What am I? What is it for my life to go well or badly for me? Let’s imagine aliens to find out.
What am I? That is, what is the self, the fundamental I or me which lives my life? Is it a representation, a subject of experience, an agent, an organism of a natural kind, a person, an individual? Is it nothing, because there is no self? What is it for my life to go well or badly for me? That is, what is welfare? Is it being happy, getting what I want, becoming fully human, becoming fully myself? Is it something each of us must define for ourselves? I address these questions by exploring the space of possible selves using science fictional imaginings of alien individuals and forms of life.
I engage both with philosophical work by Derek Parfit, Peter Godfrey-Smith, Christine Korsgaard, Philippa Foot, Jay Garfield, Martha Nussbaum, Galen Strawson, Margaret Boden, and others; and with science fiction novels by Adrian Tchaikovsky, Ann Leckie, Ken MacLeod, C. J. Cherryh, Vernor Vinge, Linda Nagata, Gregory Benford, and others.
My method is to construct possible human and alien selves in imagination, and relate them to extant and new accounts of welfare. The point is to understand our selves and welfare by connecting them and placing them in a larger conceptual space.
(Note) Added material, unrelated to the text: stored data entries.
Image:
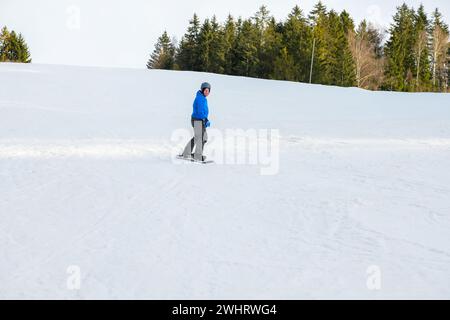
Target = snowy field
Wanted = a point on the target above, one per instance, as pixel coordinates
(359, 206)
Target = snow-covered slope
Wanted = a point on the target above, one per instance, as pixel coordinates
(359, 206)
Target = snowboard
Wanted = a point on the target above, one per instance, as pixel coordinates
(194, 160)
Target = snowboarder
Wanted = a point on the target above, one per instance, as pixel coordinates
(199, 121)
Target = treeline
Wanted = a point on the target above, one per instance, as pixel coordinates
(324, 47)
(13, 47)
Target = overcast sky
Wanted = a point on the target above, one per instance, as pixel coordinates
(122, 33)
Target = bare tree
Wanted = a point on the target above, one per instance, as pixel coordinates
(369, 68)
(421, 44)
(439, 53)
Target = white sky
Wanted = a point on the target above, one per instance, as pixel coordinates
(122, 33)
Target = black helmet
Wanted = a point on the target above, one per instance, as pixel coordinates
(205, 85)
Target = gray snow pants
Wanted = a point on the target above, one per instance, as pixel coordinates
(198, 141)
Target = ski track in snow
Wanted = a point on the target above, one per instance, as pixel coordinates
(141, 225)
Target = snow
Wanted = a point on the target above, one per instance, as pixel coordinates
(89, 183)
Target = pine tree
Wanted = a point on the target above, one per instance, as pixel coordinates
(163, 55)
(368, 63)
(421, 50)
(246, 50)
(205, 39)
(271, 49)
(24, 55)
(298, 38)
(4, 44)
(338, 60)
(284, 68)
(440, 36)
(187, 57)
(319, 44)
(229, 40)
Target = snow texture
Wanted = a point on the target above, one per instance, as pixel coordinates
(359, 208)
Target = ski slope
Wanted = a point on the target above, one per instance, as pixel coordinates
(88, 183)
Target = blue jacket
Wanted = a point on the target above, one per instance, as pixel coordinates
(200, 107)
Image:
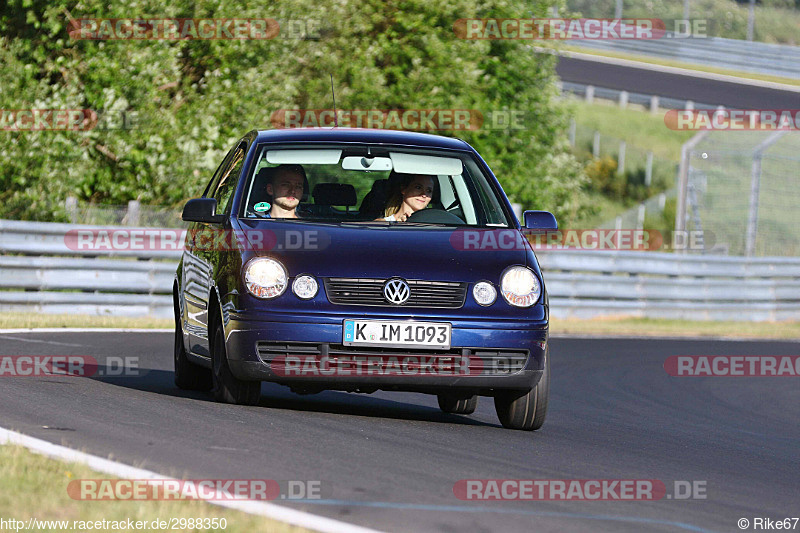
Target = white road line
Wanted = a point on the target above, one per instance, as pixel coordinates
(86, 330)
(269, 510)
(21, 339)
(671, 70)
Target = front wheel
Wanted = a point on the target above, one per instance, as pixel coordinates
(227, 388)
(525, 410)
(458, 406)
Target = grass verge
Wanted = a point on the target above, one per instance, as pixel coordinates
(35, 486)
(680, 64)
(646, 327)
(639, 128)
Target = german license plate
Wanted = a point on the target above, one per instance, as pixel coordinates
(393, 333)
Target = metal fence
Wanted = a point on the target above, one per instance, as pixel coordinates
(40, 273)
(731, 53)
(741, 188)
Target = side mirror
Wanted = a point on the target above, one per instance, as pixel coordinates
(540, 220)
(202, 210)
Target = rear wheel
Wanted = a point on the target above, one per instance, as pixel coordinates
(459, 406)
(228, 388)
(525, 410)
(188, 376)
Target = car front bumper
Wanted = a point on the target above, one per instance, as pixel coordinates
(307, 353)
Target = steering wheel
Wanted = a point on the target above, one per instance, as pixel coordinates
(435, 216)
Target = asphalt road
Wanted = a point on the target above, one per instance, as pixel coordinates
(671, 85)
(390, 460)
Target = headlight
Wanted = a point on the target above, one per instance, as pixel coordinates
(305, 287)
(520, 287)
(265, 278)
(484, 293)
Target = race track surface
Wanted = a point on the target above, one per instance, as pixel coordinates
(390, 460)
(670, 85)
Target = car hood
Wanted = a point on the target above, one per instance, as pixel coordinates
(371, 251)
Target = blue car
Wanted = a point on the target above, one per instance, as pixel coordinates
(362, 260)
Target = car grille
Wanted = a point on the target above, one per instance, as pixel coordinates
(366, 291)
(467, 361)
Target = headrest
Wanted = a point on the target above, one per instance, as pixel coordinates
(334, 194)
(266, 174)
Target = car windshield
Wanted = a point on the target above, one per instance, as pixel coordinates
(370, 184)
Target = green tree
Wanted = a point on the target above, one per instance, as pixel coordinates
(193, 98)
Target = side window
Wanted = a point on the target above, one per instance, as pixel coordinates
(228, 182)
(212, 185)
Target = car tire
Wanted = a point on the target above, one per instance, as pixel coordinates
(188, 376)
(525, 410)
(458, 406)
(226, 387)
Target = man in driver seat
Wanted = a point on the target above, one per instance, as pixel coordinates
(413, 193)
(285, 186)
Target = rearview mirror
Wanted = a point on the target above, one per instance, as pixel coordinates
(202, 210)
(540, 220)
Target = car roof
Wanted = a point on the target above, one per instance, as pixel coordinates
(361, 135)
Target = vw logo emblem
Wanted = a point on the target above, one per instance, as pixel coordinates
(396, 291)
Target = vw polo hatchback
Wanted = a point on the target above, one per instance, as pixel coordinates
(362, 260)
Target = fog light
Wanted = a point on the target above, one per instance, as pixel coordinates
(484, 293)
(305, 287)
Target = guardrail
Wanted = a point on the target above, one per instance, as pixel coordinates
(585, 284)
(48, 276)
(580, 284)
(734, 54)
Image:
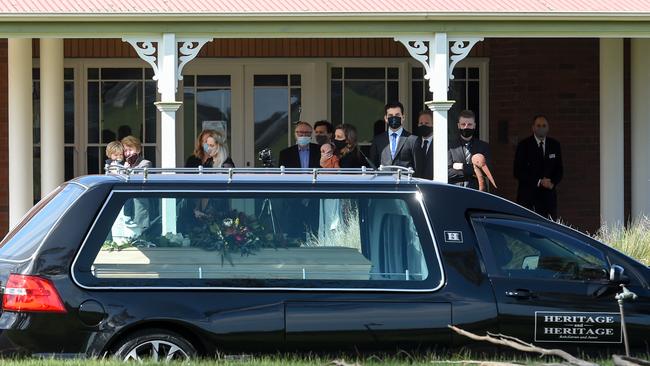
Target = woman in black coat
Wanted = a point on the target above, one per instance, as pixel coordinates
(345, 139)
(210, 151)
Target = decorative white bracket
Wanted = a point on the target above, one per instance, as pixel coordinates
(422, 50)
(146, 51)
(151, 50)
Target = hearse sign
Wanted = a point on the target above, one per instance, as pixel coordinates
(577, 327)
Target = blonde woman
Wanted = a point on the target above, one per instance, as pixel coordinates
(210, 151)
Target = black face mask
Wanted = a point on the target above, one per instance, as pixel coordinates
(132, 159)
(395, 122)
(340, 144)
(424, 130)
(467, 132)
(322, 139)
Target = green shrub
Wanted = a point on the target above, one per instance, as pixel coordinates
(633, 240)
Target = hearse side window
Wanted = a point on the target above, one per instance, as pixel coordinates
(27, 236)
(523, 250)
(258, 239)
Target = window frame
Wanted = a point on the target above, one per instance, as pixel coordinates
(519, 223)
(88, 250)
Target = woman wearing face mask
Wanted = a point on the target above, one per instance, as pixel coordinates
(345, 140)
(329, 156)
(210, 151)
(132, 153)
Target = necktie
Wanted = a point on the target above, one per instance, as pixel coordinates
(393, 145)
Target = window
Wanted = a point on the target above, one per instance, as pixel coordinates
(523, 250)
(464, 89)
(206, 105)
(262, 240)
(359, 94)
(277, 105)
(68, 125)
(120, 103)
(28, 235)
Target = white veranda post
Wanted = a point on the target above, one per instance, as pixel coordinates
(162, 54)
(433, 52)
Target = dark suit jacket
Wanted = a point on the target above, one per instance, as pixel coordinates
(529, 167)
(427, 170)
(456, 154)
(290, 158)
(407, 154)
(194, 162)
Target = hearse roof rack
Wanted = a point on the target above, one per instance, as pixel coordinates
(384, 170)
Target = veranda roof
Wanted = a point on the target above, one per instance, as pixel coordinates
(321, 7)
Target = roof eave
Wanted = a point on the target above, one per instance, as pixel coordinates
(332, 16)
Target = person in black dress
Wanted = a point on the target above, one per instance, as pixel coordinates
(538, 168)
(345, 140)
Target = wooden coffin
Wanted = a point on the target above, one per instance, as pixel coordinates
(284, 263)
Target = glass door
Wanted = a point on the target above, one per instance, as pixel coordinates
(120, 102)
(275, 96)
(212, 99)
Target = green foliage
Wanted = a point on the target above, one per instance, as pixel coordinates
(633, 240)
(385, 359)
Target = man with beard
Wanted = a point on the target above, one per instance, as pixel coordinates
(466, 152)
(538, 168)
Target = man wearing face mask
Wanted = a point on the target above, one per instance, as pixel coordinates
(460, 168)
(396, 146)
(425, 131)
(304, 154)
(323, 132)
(538, 168)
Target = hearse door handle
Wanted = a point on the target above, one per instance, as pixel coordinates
(520, 294)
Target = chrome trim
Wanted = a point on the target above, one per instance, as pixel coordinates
(299, 289)
(49, 232)
(85, 187)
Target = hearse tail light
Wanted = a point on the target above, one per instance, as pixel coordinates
(24, 293)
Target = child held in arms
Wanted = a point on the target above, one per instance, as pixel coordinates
(114, 154)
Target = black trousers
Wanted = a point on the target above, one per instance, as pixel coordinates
(541, 200)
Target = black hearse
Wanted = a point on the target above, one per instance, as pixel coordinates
(254, 260)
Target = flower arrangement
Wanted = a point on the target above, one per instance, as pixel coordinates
(226, 233)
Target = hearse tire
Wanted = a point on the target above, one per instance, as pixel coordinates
(154, 344)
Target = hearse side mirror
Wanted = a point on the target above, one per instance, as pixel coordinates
(616, 274)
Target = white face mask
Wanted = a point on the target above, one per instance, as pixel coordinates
(303, 140)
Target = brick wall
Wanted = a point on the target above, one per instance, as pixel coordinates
(4, 162)
(558, 78)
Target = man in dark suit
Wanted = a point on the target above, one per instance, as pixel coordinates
(538, 168)
(460, 169)
(425, 131)
(304, 154)
(396, 146)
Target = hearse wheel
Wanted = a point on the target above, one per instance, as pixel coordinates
(155, 345)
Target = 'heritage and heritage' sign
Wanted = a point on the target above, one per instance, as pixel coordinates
(585, 327)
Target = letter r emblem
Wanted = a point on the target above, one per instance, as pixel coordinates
(453, 237)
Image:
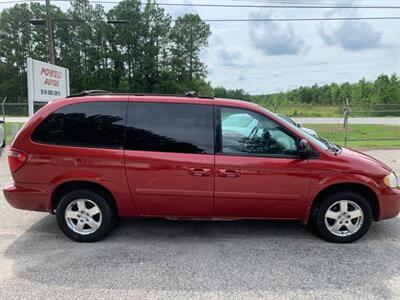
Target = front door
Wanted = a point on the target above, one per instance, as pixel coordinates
(258, 170)
(170, 158)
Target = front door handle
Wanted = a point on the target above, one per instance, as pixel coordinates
(200, 171)
(228, 173)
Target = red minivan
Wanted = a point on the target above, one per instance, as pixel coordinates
(91, 158)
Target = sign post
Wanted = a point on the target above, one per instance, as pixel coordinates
(46, 82)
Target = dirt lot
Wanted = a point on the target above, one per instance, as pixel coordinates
(158, 259)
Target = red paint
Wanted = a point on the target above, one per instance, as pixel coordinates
(190, 185)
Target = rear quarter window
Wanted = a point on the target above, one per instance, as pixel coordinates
(170, 127)
(91, 124)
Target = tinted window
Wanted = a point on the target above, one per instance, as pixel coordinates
(94, 124)
(261, 136)
(165, 127)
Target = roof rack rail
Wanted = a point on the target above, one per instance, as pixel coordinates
(190, 94)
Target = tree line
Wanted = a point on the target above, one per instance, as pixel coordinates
(148, 52)
(384, 90)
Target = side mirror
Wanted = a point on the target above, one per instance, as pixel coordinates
(304, 148)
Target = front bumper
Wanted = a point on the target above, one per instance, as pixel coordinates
(29, 196)
(389, 203)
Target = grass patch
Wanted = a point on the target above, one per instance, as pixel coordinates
(336, 133)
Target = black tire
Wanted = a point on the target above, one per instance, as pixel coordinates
(319, 217)
(107, 215)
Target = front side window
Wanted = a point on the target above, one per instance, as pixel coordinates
(257, 135)
(91, 124)
(170, 127)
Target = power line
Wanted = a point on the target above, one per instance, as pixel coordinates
(290, 6)
(294, 19)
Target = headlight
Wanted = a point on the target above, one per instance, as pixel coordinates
(391, 180)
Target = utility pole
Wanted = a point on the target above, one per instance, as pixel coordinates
(50, 34)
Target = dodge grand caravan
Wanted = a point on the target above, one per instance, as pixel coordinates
(92, 158)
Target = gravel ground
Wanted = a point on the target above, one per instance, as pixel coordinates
(158, 259)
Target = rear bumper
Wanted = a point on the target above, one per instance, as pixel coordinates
(29, 196)
(389, 204)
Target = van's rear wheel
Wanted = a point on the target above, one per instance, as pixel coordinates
(84, 216)
(343, 217)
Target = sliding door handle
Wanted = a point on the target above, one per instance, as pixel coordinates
(228, 173)
(200, 172)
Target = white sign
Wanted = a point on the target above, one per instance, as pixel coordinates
(46, 82)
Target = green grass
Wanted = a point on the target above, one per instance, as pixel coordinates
(329, 111)
(336, 133)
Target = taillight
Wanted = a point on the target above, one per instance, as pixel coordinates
(16, 159)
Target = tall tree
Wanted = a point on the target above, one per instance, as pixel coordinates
(189, 36)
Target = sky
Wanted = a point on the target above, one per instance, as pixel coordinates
(270, 57)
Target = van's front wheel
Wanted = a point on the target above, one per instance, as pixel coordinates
(343, 217)
(84, 216)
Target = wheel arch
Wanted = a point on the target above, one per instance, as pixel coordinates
(68, 186)
(362, 189)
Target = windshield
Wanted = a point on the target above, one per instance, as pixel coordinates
(323, 145)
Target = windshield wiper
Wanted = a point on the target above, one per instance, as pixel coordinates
(330, 145)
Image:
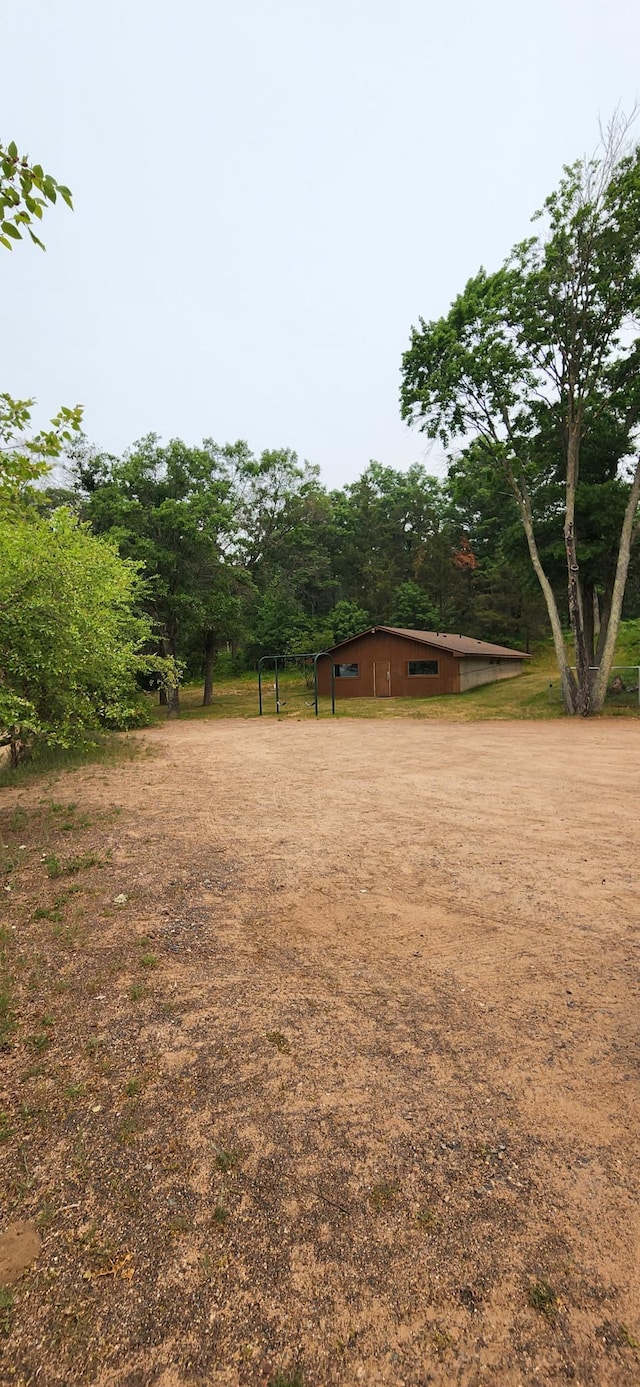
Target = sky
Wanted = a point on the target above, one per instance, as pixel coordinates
(268, 193)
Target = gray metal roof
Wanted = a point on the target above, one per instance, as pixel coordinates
(465, 645)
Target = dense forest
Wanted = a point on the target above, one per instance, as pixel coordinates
(178, 559)
(247, 555)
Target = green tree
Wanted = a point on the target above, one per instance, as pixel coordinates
(24, 194)
(170, 509)
(550, 344)
(71, 644)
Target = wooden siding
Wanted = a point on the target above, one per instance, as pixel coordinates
(396, 651)
(475, 672)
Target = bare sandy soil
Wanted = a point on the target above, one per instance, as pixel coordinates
(346, 1089)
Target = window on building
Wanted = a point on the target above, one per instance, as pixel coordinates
(422, 667)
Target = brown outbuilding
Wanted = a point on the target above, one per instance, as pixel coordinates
(392, 662)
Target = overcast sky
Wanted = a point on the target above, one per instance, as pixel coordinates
(270, 192)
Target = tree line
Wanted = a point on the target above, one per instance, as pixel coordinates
(140, 570)
(254, 555)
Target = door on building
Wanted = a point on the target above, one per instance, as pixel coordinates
(382, 678)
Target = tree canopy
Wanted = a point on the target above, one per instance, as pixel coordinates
(540, 364)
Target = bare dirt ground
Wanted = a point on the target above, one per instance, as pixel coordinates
(326, 1071)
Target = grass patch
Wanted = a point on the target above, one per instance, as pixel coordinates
(6, 1129)
(72, 866)
(6, 1310)
(288, 1379)
(382, 1196)
(428, 1218)
(149, 960)
(7, 1018)
(226, 1161)
(103, 749)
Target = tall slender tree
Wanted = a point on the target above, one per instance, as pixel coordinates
(551, 336)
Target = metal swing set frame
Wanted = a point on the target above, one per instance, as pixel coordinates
(279, 663)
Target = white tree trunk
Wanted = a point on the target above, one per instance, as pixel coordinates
(619, 583)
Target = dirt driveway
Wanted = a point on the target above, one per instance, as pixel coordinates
(342, 1070)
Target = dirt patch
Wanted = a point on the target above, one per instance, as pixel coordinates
(20, 1246)
(321, 1058)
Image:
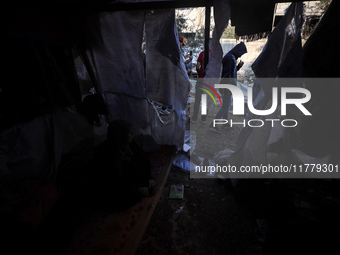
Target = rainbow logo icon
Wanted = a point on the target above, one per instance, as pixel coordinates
(209, 93)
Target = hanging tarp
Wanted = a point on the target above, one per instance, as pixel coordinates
(118, 64)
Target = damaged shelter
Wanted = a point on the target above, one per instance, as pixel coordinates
(55, 52)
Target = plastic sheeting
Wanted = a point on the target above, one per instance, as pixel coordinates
(281, 57)
(36, 148)
(214, 67)
(128, 93)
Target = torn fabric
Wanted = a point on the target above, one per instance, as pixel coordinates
(128, 93)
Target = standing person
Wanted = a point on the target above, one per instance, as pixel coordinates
(188, 57)
(229, 75)
(199, 84)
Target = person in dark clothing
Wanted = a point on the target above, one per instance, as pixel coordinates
(229, 76)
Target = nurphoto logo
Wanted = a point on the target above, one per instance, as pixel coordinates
(239, 102)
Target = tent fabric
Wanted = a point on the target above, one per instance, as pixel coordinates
(252, 19)
(214, 67)
(128, 93)
(252, 143)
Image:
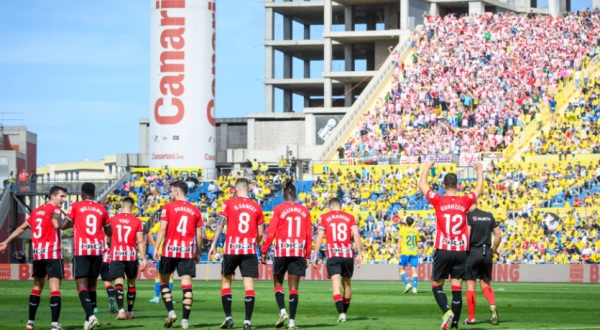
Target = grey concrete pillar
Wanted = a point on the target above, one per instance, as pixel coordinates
(269, 58)
(476, 8)
(404, 15)
(327, 53)
(306, 63)
(349, 18)
(309, 122)
(348, 95)
(250, 132)
(222, 144)
(288, 105)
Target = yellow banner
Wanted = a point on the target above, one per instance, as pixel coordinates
(183, 171)
(326, 168)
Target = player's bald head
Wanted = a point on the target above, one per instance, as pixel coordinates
(241, 184)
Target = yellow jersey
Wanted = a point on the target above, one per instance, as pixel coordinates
(410, 237)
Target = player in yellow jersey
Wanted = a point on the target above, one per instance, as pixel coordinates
(151, 237)
(408, 238)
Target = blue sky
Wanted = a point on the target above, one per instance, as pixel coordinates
(78, 71)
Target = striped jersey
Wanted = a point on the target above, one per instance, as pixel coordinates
(106, 255)
(243, 218)
(89, 218)
(451, 220)
(182, 219)
(291, 228)
(410, 238)
(338, 233)
(123, 243)
(45, 239)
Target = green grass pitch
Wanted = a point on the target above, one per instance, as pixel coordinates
(375, 305)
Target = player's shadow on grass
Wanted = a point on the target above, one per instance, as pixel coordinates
(124, 325)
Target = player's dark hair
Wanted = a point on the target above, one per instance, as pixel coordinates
(55, 189)
(289, 190)
(450, 181)
(241, 183)
(128, 200)
(181, 186)
(88, 188)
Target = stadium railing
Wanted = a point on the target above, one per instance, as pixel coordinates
(562, 98)
(352, 115)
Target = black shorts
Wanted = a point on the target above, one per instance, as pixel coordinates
(340, 266)
(184, 266)
(453, 263)
(479, 267)
(87, 266)
(53, 268)
(123, 269)
(105, 272)
(248, 264)
(291, 265)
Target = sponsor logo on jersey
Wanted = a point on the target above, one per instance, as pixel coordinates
(454, 242)
(179, 249)
(92, 246)
(234, 246)
(125, 253)
(339, 250)
(285, 245)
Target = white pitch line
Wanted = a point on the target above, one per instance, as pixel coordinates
(570, 328)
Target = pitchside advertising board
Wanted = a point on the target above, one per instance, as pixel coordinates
(516, 273)
(182, 83)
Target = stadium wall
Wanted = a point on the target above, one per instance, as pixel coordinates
(515, 273)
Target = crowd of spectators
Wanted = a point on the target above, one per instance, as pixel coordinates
(475, 82)
(577, 131)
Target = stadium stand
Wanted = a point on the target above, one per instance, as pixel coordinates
(475, 82)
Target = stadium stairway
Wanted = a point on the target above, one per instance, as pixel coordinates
(377, 87)
(520, 144)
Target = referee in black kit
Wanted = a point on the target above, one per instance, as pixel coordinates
(479, 261)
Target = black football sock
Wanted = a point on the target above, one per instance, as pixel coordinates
(55, 304)
(440, 297)
(188, 299)
(34, 303)
(293, 303)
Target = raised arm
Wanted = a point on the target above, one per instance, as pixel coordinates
(199, 240)
(357, 245)
(142, 249)
(497, 238)
(160, 235)
(423, 178)
(64, 222)
(20, 230)
(220, 225)
(318, 242)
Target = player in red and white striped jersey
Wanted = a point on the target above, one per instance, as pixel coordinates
(45, 222)
(245, 221)
(107, 279)
(452, 240)
(291, 228)
(127, 235)
(181, 229)
(90, 224)
(339, 227)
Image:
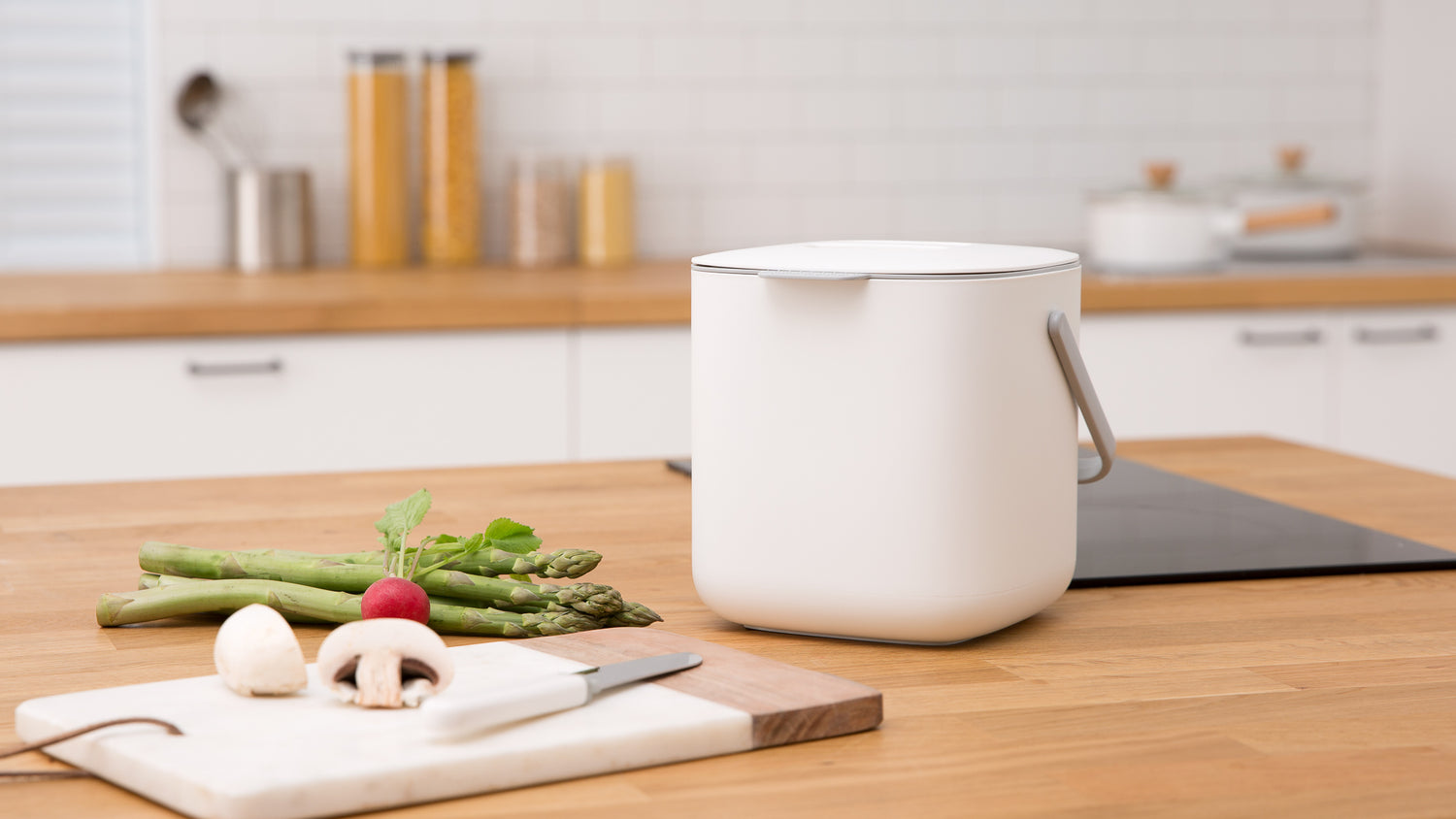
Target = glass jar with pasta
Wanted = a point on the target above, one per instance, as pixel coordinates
(379, 200)
(450, 217)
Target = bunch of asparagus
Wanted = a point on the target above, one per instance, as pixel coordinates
(472, 591)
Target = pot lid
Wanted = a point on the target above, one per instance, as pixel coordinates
(1159, 188)
(1293, 178)
(890, 258)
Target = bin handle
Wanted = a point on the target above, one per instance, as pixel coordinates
(1091, 466)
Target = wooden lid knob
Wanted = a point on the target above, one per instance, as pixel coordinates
(1292, 159)
(1161, 175)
Science fiction helps in two ways: the novels I draw on do excellent work imagining various kinds of self; and science fiction as a literature has developed distinctive modes of construction, investigation, and understanding which I articulate and use.
I have multiple goals in this exploration of the space of possible selves: I aim to map a significant part of that space; to investigate the links between self and welfare; to explain and do science fiction as understanding; and to develop and defend my self-realization account of the self and its welfare.